Cette analogie entre l’amertume, d’une part avec un jeûne et d’autre part avec une activité physique m’a servi de fil conducteur à une longue promenade dans Amertumes, Mimes et la Beauté
… et m’a conduit à considérer les végétaux amers comme des Mimes de restriction calorique, ou des Mimes … d’activité physique
Mark Mattson avait su restreindre son champ de recherche aux épices, légumes et fruits à la fois consommés par Homo sapiens, et dont l'amertume est appréciée par celui-ci, ...
... (au moins chez l’adulte, car l’enfant rejette un aliment amer)
....
...apprécié et provoquant un léger stress, par exemple un aromate comme le curcuma, et aussi le piment, le brocoli, le thé, le café, le raisin, la pomme, la myrtille, etc.
Puisqu’ils sont appréciés, ces légers stress du cerveau aurait-il également un effet non seulement bienfaisant mais aussi agréable ?
Ces stress actionneraient-ils des circuits cérébraux du plaisir ?

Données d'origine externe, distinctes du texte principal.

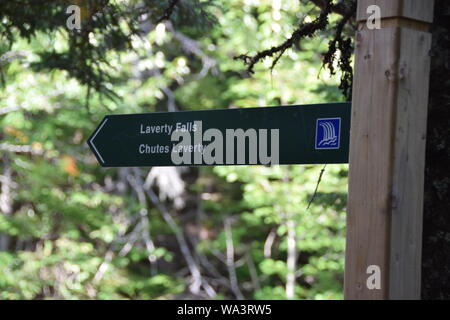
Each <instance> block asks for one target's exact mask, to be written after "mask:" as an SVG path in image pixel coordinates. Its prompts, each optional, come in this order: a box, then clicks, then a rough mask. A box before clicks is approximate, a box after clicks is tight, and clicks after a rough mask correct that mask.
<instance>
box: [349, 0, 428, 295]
mask: <svg viewBox="0 0 450 320" xmlns="http://www.w3.org/2000/svg"><path fill="white" fill-rule="evenodd" d="M433 4H434V1H433V0H404V1H402V0H358V14H357V20H358V23H359V26H358V32H357V34H356V58H355V59H356V60H355V77H354V86H353V104H352V124H351V137H350V167H349V195H348V211H347V245H346V262H345V285H344V287H345V289H344V291H345V298H346V299H420V276H421V248H422V210H423V208H422V206H423V183H424V168H425V139H426V137H425V134H426V121H427V106H428V90H429V73H430V72H429V69H430V56H429V50H430V47H431V34H430V33H428V29H429V25H430V23H431V22H432V20H433ZM370 5H377V6H378V7H379V8H380V9H381V18H382V19H381V29H374V30H369V29H368V27H367V23H366V20H367V19H368V16H369V14H368V13H367V8H368V7H369V6H370ZM369 266H377V267H379V270H380V274H379V275H380V277H381V278H380V279H381V281H380V284H381V287H380V288H379V289H378V288H376V287H375V288H373V286H376V285H377V282H376V276H377V269H376V268H377V267H375V269H370V268H369ZM368 268H369V269H368ZM368 271H369V272H370V273H368ZM368 280H369V286H368Z"/></svg>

Tout aussi efficace que le jeûne, ces végétaux amers auraient-ils favorisé la coopération entre les Homo, c'est-à-dire encourager les individus à ne pas se replier pas sur eux-mêmes ?
Nous retrouvons les apéritifs conviviaux
Je ne sais pas si le brocoli, le café ou la myrtille provoque une certaine euphorie mimant celle du jeûne, … à moins que cette euphorie soit celle de la convivialité.
La pause café tiendrait plus aux vertus de la convivialité qu'à celle du café en tant que mime de restriction calorique !
Les substances amères sont également des Mimes d’infection bactérienne, leur étude fera l’objet d’une prochaine promenade
Les soupçons sur L’origine inflammatoire de la dépression laissent présumer l’existence de relations entre le cerveau et les réactions immunitaires,
... le cerveau possédant des récepteurs à l’amertume, ...
... ces relations seraient-elles plus marquées quand les réactions immunitaires proviendraient des récepteurs à l’amertume ?
Qu’en est-il d’un « léger stress [produit par les végétaux amers] »
Dans leur article, L’amertume, sentinelle du système immunitaire, Robert Lee et Noam Cohen citent les humulones et les lupulones , du houblon ; les isothiocyanates des légumes verts tels que les choux de Bruxelles ; la limonine des agrumes, le principe amer de l'absinthe, …
« [Le] léger stress [produit par les végétaux amers] au sein des cellules de l'organisme » nous ramène à la phrase de l’article d’Ulrike Gebhardt; qui mérite quelques explications :
« la restriction alimentaire augmenterait nos capacités de résistance un peu comme le fait le sport. Ce type d’effet, dans lequel des influences a priori hostiles produisent des effets bénéfiques, est connu sous le nom d’hormèse, un terme dérivé du grec, signifiant stimulation ou impulsion. »
L’hormèse, ou hormesis, évoquée par Ulrike Gebhardt, est une notion contre-intuitive de toxicologie beaucoup complexe que « stimulation et impulsion ».
L’hormèse est la propriété de certaines substances toxiques (pas toutes ! voir courbes rouges) d’avoir un effet « bénéfique » à des faibles doses, par exemple la digitale.